You need to give us the family members' relationships to you and their immigration status in the US to answer your question.

Your educational qualifications are irrelevant for family sponsorship.


----------



## Bevdeforges (Nov 16, 2007)

Be aware, too, that if your family members are eligible to support your visa application, they will need to agree to support you financially while you are getting yourself established (and will probably be asked to prove that they have the means to do so).
Cheers,
Bev


----------



## kaizen (Nov 8, 2008)

Hello Everyone- (1st post) May I jump in on this thread?- 

I too, am like the poster and wish to go over to the states and also have family over there- a large amount of family in fact- several aunts and uncles -two of which are big employers in the states. (NY) My u.s relations were all born in the states. My Irish grandma's sister emigrated in her 20's and raised her whole family over in long island.

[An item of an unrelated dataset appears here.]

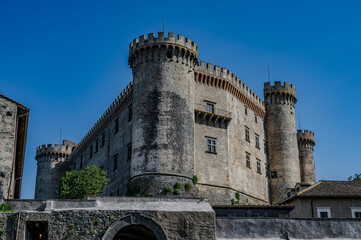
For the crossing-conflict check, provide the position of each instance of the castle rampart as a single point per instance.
(282, 140)
(306, 142)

Please advise how I go about Family sponsership and how long it would take approximately and how much does it cost.

Please note- although my relatives are in NY- my intention is to relocate to OC and become a property realter. I also currently hold a 6yr B1/B2 visa.

Any advice/insight appreciated.


----------



## synthia (Apr 18, 2007)

Only mothers, fathers, siblings, and children, I'm afraid. Aunts, uncles, and cousins used to count (as the block across from me as a child, with its string of Italian immigrants, proved).


----------



## kaizen (Nov 8, 2008)

Thank you very much for your reply- does this mean the end of the road for me then?


----------



## twostep (Apr 3, 2008)

kaizen said:


> Thank you very much for your reply- does this mean the end of the road for me then?


It means you will have to get your act together - get an education, have a couple of years of job experience and then look at the situation.


----------



## mshep10 (Nov 7, 2008)

my family are uncles and antie etc not mum dad or sisters!! have quite a lot ove there who hav ither moved from uk or ar born there???


----------



## Fatbrit (May 8, 2008)

mshep10 said:


> my family are uncles and antie etc not mum dad or sisters!! have quite a lot ove there who hav ither moved from uk or ar born there???


No family sponsorship there.


----------



## synthia (Apr 18, 2007)

And quantity doesn't count. They also have to be citizens, not people on green cards.


----------



## Fatbrit (May 8, 2008)

synthia said:


> And quantity doesn't count. They also have to be citizens, not people on green cards.


Permenant residents can sponsor some family members. Not as many as USCs, though, and there are long waits in all categories.


----------



## Garethmc (Nov 12, 2008)

Yes definitely, family always helps!!


----------